In Fortune Small Business magazine this month, the cover story features innovation in small business, and how to achieve it. And for those who think that innovation takes a large R & D budget, there are some eye-opening statistics:
• Small business generates 13 times more patents than large business
• Those patents are twice as likely to be among the top 1% of patents cited
• 77% solicit ideas from customers, and act on them
• 70% actively solicit ideas from their employees.
In short, these tiny businesses are doing precisely what experts urge all businesses to do: adapt continuously to changing markets.
The stories range from products like a single person commuter car to services, like life celebrations marketed by a funeral home, complete with Harley Davidsons, fishing poles and bingo games. There’s a detergent that actually gets rid of sweaty smells from hi-tech athletic clothes, invented by a guy with no background in chemistry or laundry.

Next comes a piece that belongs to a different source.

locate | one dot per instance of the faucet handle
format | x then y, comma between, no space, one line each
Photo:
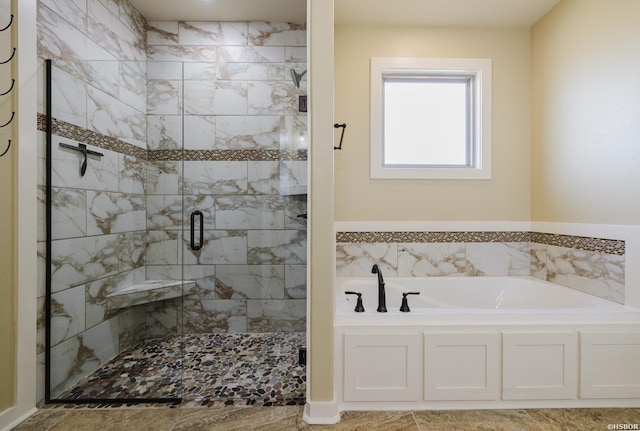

The keys are these: 1) know your history 2) lose the routine 3)use the brains you hired 4) get cozy with customers 5) share the load and 6) fail quickly.
What drives them to follow these rules so successfully that 63% of small business owners have had eureka moments that changed their business? Necessity. They don’t have the luxury of losing money for years or ignoring bad performance. Or, as the director of the Institute for Innovation at the University of Michigan says, “ In an economic downturn, innovation isn’t your best friend. It’s your only friend.”